Kate McCann testified about the distress Wandelt had caused while husband Gerry said her behaviour had become "at times unbearable".
Their other daughter Amelie recounted receiving "creepy" social media messages from her.
Wandelt's lawyer Tom Price had urged jurors to acquit her, arguing she was confused about her parental background.
Giving evidence, Wandelt revealed a troubled background, having previously self-harmed and attempted suicide after she was abused as a child by her step-grandfather.
She told the court a sketch of a suspect in Madeleine's disappearance looked "quite similar" to her abuser and that the suspect shared his surname.

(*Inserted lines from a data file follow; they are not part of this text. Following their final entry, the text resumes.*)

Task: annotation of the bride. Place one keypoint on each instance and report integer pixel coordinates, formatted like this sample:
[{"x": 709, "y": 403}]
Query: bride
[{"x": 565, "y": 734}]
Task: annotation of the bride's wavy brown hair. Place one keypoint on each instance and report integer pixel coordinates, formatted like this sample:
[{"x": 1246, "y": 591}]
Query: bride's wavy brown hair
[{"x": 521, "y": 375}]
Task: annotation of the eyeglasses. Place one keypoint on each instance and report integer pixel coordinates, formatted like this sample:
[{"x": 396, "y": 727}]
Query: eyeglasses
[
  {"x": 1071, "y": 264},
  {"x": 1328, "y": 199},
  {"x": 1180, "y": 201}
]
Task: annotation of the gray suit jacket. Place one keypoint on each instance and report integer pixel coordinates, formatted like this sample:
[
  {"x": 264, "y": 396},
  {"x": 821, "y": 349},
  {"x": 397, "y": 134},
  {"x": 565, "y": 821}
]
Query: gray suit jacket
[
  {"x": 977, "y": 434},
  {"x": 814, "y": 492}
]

She noted that that had been a "big factor" in her beginning to believe she was the missing girl.
- 'Tried everything' -
Wandelt claimed to have limited childhood memories but that those she did have included being with the McCann family, playing ring-a-ring-a-roses and feeding Madeleine's younger brother Sean.

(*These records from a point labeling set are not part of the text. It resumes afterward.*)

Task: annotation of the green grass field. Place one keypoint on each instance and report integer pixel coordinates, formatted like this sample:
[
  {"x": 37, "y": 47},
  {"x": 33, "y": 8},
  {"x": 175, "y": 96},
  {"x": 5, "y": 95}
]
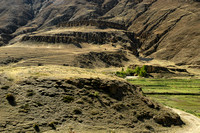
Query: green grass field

She insisted she had "tried everything" -- including contacting Interpol, police and missing persons charities -- before contacting the McCanns.
Prosecutors detailed "unequivocal scientific evidence" from a forensic expert showing she does not match Madeleine's DNA profile and that she has no familial link to the McCanns.
Spragg had been accused of aiding her by leaving messages for Kate McCann, sending emails and "confronting" the couple on their driveway.
Spragg's lawyer said his client's sole purpose had been to find out whether Wandelt "might be the missing Madeleine".
The McCann case was thrust back into the spotlight in September after prime suspect Christian Brueckner was released from a German prison after finishing a seven-year jail term for rape.
He has not been charged over Madeleine's disappearance due to a lack of evidence, even though German prosecutors named him as their top suspect in 2020.